2018 Borgo Panigale explosion
- Collapsed viaduct after the explosion with charred remains of the tanker pressure vessel
- Native name: Esplosione di Borgo Panigale
- Date: 6 August 2018
- Time: Vehicle collision: 1:44 pm; Explosion: 1:51 pm; (CEST; UTC+02:00)
- Location: A14 autostrada (motorway) within the Borgo Panigale neighbourhood of Bologna, Italy; 44°30′55.05″N 11°16′48.85″E﻿ / ﻿44.5152917°N 11.2802361°E;
- Type: LPG road tanker boiling-liquid expanding-vapour explosion (BLEVE)
- Cause: Vehicle collision
- Deaths: 2
- Injuries: 145

= 2018 Borgo Panigale explosion =

Road accident in Italy

On 6 August 2018, the collision of a liquefied petroleum gas (LPG) road tanker with an articulated lorry carrying flammable solvents and a car transporter resulted in a huge explosion on the A14 motorway within Borgo Panigale, a neighbourhood of Bologna, Italy. It was a case of boiling-liquid expanding-vapour explosion (BLEVE), where nearly all the road tanker cargo combusted in a matter of seconds upon release, generating a tremendous amount of thermal radiation. The accident killed two people, injured 145 and caused significant damage to the surrounding commercial and residential area.
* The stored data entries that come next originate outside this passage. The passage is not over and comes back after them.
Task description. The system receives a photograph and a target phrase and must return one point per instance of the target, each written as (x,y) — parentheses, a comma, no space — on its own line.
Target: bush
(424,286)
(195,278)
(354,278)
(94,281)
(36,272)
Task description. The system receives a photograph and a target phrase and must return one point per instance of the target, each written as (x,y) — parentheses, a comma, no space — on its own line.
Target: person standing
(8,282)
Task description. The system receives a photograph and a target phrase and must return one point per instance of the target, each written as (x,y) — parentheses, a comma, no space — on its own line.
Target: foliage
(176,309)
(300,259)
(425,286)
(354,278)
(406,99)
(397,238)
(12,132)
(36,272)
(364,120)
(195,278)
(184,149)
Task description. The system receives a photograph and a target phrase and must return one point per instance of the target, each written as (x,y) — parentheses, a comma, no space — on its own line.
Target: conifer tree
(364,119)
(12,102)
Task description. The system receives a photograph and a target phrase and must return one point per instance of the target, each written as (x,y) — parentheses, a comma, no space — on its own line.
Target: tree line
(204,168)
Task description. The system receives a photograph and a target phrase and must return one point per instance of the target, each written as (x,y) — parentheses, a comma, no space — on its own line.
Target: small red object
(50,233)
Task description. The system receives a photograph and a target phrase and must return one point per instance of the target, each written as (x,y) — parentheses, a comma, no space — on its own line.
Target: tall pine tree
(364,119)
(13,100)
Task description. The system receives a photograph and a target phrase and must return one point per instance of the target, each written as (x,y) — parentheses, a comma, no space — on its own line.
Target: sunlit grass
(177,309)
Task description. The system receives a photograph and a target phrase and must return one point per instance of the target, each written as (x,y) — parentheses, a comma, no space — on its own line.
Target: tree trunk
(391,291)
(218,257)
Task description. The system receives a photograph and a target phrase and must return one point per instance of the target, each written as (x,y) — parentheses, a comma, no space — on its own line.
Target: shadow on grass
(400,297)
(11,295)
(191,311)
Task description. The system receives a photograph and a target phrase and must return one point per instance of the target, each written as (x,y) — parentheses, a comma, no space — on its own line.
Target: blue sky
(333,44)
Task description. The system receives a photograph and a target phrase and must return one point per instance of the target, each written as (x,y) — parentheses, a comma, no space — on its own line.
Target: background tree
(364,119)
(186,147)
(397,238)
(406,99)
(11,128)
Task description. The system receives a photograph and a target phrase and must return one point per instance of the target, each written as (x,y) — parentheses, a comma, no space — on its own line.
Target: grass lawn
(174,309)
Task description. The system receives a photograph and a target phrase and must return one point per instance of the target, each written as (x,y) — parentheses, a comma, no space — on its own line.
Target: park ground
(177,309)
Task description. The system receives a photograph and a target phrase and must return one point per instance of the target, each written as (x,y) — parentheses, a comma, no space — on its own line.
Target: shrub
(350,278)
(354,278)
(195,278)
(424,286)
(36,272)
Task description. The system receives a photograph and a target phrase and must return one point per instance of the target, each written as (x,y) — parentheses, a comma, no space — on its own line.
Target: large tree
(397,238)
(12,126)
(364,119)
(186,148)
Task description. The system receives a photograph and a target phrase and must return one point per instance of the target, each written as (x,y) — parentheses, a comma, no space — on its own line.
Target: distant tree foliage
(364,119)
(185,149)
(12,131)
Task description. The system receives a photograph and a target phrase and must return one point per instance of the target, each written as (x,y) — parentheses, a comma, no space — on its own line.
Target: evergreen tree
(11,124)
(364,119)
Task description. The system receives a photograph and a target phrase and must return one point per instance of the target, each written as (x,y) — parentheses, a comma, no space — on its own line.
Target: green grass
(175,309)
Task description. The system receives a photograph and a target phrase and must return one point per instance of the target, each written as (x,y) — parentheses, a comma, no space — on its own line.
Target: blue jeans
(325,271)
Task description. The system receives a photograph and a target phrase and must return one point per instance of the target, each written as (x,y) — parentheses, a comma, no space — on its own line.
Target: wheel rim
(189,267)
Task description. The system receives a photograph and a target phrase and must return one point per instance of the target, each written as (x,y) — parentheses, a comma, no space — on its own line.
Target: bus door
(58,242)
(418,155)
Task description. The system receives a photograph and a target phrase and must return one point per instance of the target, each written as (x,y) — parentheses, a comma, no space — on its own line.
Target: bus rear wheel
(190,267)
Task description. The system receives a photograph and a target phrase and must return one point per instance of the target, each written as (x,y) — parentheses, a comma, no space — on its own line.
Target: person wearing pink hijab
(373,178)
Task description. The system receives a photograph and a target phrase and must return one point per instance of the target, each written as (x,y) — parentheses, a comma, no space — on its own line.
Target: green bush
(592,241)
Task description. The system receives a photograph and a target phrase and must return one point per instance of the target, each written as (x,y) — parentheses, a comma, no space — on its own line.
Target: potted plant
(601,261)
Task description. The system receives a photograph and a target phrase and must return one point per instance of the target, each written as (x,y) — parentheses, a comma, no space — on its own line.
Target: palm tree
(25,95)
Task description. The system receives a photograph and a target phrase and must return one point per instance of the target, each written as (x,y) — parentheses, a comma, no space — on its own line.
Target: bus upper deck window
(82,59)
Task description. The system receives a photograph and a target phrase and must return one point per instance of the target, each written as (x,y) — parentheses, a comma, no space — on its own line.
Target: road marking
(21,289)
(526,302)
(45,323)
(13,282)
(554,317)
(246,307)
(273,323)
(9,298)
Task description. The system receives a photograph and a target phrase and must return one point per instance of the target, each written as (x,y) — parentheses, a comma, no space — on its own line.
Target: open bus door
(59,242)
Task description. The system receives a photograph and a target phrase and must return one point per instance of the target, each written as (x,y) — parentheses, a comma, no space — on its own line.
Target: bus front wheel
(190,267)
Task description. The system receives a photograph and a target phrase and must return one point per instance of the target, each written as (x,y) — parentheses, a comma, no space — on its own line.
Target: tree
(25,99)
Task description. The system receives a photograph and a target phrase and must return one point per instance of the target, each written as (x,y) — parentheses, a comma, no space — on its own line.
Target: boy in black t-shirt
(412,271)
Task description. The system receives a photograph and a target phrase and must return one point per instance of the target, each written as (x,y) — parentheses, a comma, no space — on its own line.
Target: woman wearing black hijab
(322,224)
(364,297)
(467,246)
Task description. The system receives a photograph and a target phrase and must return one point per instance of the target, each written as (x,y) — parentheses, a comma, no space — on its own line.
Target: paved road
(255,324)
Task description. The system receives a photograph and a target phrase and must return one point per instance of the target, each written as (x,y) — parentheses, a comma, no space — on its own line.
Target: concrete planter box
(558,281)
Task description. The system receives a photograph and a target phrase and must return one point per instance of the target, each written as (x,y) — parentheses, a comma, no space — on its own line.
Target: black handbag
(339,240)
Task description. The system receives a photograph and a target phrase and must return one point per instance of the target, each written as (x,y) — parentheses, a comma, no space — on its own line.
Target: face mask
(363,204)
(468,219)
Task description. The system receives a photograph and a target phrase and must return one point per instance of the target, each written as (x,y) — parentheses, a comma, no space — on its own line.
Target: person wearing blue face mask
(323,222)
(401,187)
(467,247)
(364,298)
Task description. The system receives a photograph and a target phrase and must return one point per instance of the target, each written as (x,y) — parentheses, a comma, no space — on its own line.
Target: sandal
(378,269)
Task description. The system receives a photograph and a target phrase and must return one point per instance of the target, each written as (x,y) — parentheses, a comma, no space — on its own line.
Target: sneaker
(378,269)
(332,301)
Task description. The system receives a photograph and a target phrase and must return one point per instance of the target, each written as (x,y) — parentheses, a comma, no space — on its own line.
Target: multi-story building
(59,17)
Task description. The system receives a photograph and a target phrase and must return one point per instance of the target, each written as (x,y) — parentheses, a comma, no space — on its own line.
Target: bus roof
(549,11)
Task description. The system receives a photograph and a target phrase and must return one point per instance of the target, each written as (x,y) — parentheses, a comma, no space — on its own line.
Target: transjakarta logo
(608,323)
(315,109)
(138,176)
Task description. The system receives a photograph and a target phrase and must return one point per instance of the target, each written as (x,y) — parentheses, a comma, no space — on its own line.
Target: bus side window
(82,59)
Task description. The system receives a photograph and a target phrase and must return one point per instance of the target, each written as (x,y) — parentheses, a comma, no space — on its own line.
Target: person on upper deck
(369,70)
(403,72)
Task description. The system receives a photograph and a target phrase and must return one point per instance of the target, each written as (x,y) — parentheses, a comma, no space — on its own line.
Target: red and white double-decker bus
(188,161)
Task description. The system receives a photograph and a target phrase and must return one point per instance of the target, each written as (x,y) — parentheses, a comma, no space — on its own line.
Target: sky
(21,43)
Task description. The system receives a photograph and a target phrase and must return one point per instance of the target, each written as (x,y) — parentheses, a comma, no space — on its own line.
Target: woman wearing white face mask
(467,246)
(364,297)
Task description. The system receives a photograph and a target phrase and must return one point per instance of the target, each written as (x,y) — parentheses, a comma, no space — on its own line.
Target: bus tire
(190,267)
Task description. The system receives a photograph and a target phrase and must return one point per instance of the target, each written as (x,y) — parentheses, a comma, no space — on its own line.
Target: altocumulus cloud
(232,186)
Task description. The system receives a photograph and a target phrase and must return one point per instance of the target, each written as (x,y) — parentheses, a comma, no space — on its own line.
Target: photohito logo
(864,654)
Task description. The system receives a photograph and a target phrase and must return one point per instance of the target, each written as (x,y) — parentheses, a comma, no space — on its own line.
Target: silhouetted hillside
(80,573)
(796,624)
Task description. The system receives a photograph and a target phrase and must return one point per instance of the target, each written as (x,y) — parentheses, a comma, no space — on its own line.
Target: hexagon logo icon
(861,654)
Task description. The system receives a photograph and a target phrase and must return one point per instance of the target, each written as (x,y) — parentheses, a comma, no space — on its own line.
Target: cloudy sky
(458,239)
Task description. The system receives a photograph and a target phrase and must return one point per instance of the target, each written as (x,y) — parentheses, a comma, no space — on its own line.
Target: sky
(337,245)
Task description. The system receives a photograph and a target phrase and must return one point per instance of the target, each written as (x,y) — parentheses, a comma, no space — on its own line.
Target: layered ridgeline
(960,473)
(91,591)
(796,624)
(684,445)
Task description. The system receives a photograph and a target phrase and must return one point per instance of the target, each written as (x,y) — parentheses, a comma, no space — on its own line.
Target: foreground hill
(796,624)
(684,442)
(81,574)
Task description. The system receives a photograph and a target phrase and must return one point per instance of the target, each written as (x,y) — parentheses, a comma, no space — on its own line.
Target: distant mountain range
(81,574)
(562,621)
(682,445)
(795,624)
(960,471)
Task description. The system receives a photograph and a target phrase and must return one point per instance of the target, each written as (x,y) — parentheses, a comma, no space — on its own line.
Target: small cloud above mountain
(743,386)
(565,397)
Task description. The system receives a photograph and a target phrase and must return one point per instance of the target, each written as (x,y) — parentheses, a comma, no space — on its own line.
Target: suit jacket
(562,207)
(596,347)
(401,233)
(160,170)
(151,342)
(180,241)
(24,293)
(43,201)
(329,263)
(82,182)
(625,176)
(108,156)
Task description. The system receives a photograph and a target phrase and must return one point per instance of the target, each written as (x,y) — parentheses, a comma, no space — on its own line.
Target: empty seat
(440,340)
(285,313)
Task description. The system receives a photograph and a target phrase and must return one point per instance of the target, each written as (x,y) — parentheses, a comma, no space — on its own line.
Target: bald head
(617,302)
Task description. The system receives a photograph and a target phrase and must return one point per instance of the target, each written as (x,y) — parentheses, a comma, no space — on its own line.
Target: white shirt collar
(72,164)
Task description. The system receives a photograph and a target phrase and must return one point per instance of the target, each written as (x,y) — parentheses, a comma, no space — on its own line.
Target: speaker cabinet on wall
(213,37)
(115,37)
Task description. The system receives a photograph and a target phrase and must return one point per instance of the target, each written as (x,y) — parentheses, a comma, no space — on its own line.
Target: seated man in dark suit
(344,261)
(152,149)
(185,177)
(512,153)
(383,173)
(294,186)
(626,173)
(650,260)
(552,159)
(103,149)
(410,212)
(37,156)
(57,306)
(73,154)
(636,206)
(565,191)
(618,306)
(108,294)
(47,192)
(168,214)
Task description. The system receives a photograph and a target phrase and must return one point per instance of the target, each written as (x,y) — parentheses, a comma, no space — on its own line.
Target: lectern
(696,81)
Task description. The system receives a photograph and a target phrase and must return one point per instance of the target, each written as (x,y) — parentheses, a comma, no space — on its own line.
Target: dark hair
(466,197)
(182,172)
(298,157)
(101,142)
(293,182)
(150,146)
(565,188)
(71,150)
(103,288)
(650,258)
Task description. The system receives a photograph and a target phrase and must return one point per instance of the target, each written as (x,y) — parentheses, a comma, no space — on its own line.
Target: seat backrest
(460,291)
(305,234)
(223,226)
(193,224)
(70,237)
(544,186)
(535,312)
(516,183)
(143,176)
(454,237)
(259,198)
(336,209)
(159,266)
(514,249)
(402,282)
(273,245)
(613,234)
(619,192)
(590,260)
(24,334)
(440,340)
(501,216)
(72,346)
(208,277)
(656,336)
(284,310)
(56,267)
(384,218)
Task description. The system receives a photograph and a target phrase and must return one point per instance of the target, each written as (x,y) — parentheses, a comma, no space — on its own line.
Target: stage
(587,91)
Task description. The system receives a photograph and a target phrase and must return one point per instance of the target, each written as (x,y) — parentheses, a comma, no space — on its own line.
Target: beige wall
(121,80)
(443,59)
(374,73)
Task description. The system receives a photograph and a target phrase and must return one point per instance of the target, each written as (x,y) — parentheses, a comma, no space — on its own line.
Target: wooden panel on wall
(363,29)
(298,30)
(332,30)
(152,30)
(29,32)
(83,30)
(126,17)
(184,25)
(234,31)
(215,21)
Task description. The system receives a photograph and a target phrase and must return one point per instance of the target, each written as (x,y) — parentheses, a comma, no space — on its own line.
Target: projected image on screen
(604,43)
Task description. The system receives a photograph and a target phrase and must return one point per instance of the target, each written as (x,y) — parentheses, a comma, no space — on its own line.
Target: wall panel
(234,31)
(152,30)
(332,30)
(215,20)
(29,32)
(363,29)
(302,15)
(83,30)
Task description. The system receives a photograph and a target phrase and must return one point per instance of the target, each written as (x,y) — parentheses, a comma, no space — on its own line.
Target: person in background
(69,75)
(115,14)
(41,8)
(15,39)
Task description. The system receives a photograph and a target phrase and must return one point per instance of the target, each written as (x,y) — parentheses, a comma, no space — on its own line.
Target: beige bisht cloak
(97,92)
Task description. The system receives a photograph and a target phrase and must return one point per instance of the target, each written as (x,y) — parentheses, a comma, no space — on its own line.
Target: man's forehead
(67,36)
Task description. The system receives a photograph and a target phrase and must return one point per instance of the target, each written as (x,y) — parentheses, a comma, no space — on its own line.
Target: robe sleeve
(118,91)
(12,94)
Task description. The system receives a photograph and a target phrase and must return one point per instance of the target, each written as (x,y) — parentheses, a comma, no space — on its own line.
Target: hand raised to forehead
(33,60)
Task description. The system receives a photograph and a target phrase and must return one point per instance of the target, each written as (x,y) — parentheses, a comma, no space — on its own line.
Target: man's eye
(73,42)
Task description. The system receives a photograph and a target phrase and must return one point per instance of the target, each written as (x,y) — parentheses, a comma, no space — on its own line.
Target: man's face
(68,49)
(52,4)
One span of the viaduct where it happened collapsed and a gash opened in the motorway.

== Vehicle collision ==
The collision involved a liquefied petroleum gas (LPG) road tanker, another articulated lorry carrying flammable solvents, and a car transporter. It took place on the northbound carriageway of the ramo Casalecchio (Casalecchio branch) of the A14 motorway, which connects the A1 motorway to the A14 main route, within Borgo Panigale, a neighbourhood of Bologna, Italy. The stretch of motorway where the collision occurred crosses a densely populated area in the outskirts of Bologna and is flanked on both sides by the Tangenziale di Bologna, or Bologna ring road. Luckily, many businesses were closed due to the summer holidays.

The collision was caused by the road tanker, which rear-ended a near-stationary lorry laden with class-3 flammable solvents in intermediate bulk containers (IBC). Pushed from behind by the impact, the second lorry rear-ended the car transporter directly in front. The crash occurred at 1:44 pm. The cause of the collision is unknown. Cameras captured the tanker heading straight into the preceding vehicle, which possibly eliminates the hypothesis of mechanical failure, because steering and brakes would have needed to fail at the same time. The driver was complying with all applicable rest regulations and speed limit. The tanker pressure vessel was also mechanically sound. The amount of LPG in the tanker was estimated at 23 or 25 tonnes.

== Initial fire and BLEVE ==
The cargo of the rear-ended lorry ignited immediately, which resulted in a large pool fire engulfing the affected vehicles. The source of ignition was either engine or exhaust hot surfaces or mechanical sparks. By chance, police units were on the spot at the time of the collision and diverted traffic away, both on the motorway and the adjacent urban roads.

The pressure vessel of the LPG tanker did not breach as a direct consequence of the crash. However, it was surrounded by flames from the pool fire. The vessel was not fire-proofed nor did it have a relief valve. Neither arrangement is required by Italian regulations or in the international ADR agreement. Seven minutes and 20 seconds after the collision, the tank failed due to loss of mechanical properties caused by external heating. This resulted in a massive BLEVE. Fire services did not have sufficient time to reach the location before the explosion. The fireball diameter was estimated at more than 170 m and its height above ground at 130 m. Its duration was around 8 seconds.

This BLEVE is notable because it caused the collapse of the span of viaduct on which it happened. Computer simulations have assessed a blast overpressure of about 500 kPa at short distances from the source, a value sufficient to cause the failure of a road bridge like the one involved in the explosion.

== Aftermath ==
Given the tremendous thermal radiation, people within a radius of 100 m from the exploded road tanker would have died or received major injuries. The explosion sent fragments hundreds of meters away and shattered windows up to 500 m away. Buildings were damaged as far as 200 m away. A nearby car dealer lot caught fire and all the cars on sale were destroyed as a consequence. A second car dealer on-sale stock was also affected. Fires were extinguished two hours after the explosion.

The road tanker driver died on the spot upon the first collision. A second victim died on 14 August. Thirteen among those hospitalized were policemen (11 carabinieri and two from the Polizia Stradale, or the Italian highway patrol). Prime minister Giuseppe Conte visited the injured at the Ospedale Maggiore in Bologna, where most of the wounded had been hospitalized, and the burn unit in Cesena. The other burn victims had been transported to the Parma burn unit.